Le hic vient de la musique qu’Apple vend sur sa boutique en ligne iTunes. Dans la mesure où Apple ne possède ni ne contrôle lui même aucune musique, il doit acquérir les droits de distribution auprès de tiers, les quatre principales maisons de disque pour l’essentiel : Universal, Sony BMG, Warner et EMI. Ces quatre entreprises contrôlent la distribution de plus de 70 % de la musique dans le monde. Lorsque Apple a approché ces compagnies pour acquérir les droits de distribution légale sur Internet, elles ont été extrêmement prudentes et exigé qu’Apple protège leur musique de la copie illégale. La solution consistait à créer un système de gestion des droits (DRM) qui enveloppe chaque chanson achetée depuis iTunes dans un logiciel dédié et secret de manière à ce qu’elle ne puisse être jouée sur un appareil non autorisé.

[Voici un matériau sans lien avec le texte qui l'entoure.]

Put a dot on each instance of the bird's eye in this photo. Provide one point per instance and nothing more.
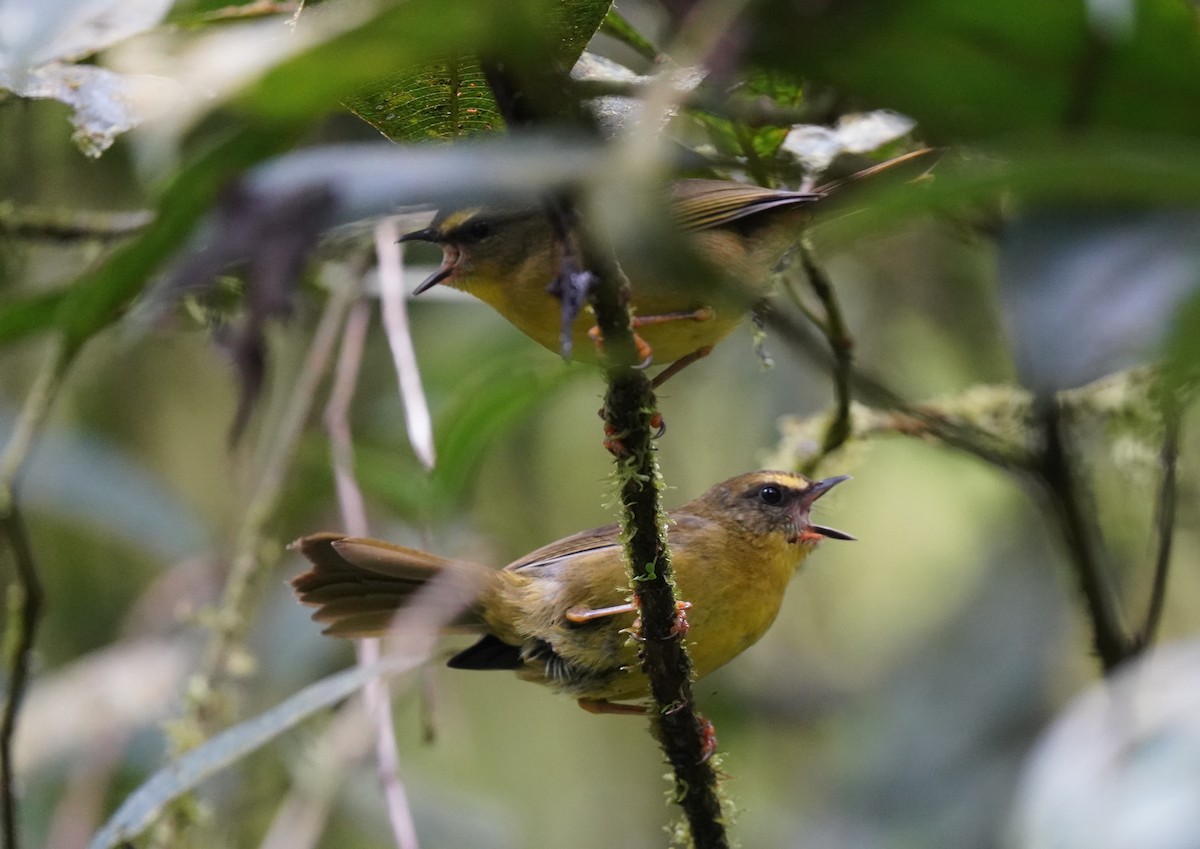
(479, 229)
(771, 494)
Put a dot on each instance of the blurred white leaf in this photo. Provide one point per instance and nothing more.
(816, 146)
(1090, 293)
(616, 114)
(106, 694)
(106, 103)
(34, 34)
(39, 40)
(141, 808)
(1121, 765)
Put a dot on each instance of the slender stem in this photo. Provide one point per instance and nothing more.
(349, 495)
(27, 613)
(25, 610)
(1164, 516)
(70, 224)
(629, 410)
(912, 419)
(1056, 475)
(841, 348)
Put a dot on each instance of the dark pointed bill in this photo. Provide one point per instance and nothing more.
(832, 533)
(816, 491)
(433, 280)
(427, 235)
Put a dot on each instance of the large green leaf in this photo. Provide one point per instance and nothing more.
(449, 97)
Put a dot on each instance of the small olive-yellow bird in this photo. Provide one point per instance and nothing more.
(561, 615)
(508, 258)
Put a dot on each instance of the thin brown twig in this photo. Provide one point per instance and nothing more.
(232, 616)
(1164, 517)
(27, 610)
(1056, 476)
(376, 694)
(922, 420)
(841, 348)
(64, 226)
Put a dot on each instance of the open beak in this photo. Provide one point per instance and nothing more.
(816, 491)
(449, 257)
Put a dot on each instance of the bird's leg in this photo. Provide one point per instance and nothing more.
(678, 366)
(645, 353)
(606, 706)
(678, 627)
(581, 614)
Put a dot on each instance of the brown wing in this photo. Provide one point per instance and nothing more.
(358, 584)
(585, 542)
(703, 204)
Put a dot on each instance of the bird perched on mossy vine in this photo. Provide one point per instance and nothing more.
(562, 615)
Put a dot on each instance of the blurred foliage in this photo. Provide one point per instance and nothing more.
(910, 674)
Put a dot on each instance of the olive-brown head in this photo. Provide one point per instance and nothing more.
(767, 503)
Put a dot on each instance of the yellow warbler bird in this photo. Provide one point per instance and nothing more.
(561, 615)
(508, 258)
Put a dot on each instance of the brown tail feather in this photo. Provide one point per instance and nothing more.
(359, 584)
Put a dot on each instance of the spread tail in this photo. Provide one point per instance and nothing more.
(359, 584)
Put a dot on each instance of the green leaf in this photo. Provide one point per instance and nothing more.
(490, 396)
(27, 315)
(449, 97)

Apple a été capable de négocier, à cette époque, des droits d’utilisation historiques qui permettent aux utilisateurs de jouer leur musique protégée sur au plus 5 ordinateurs et un nombre illimité d’iPods. L’obtention de telles concessions des maisons de disque était sans précédent à l’époque et va, encore aujourd’hui, au delà de ce que proposent la plupart des autres services de musique en ligne. Cependant, une clause clé de nos accords avec les maisons de disque stipule que si notre système de DRM est compromis et que leur musique devient jouable sur des appareils non autorisés, nous ne disposons que de quelques semaines pour résoudre le problème. Dans le cas contraire, ils peuvent retirer la totalité de leur catalogue de notre boutique iTunes.

Pour éviter les copies illégales, les systèmes de DRM ne doivent permettre qu’aux appareils autorisés de jouer de la musique protégée. Si une chanson protégée par DRM vient à être distribuée par Internet, elle ne doit pas être lisible par l’ordinateur ou le lecteur de la personne l’ayant téléchargée. Pour réaliser cela, un système de DRM use de secret. Seul le secret permet de protéger du contenu. En d’autres termes, même si quelqu’un utilise le verrou cryptographique le plus sophistiqué pour protéger de la musique, il doit toujours “cacher” les clefs, qui déverrouillent la musique, sur son ordinateur ou lecteur. Personne n’a jamais implémenté un tel système de DRM qui ne dépende de tels secrets pour fonctionner.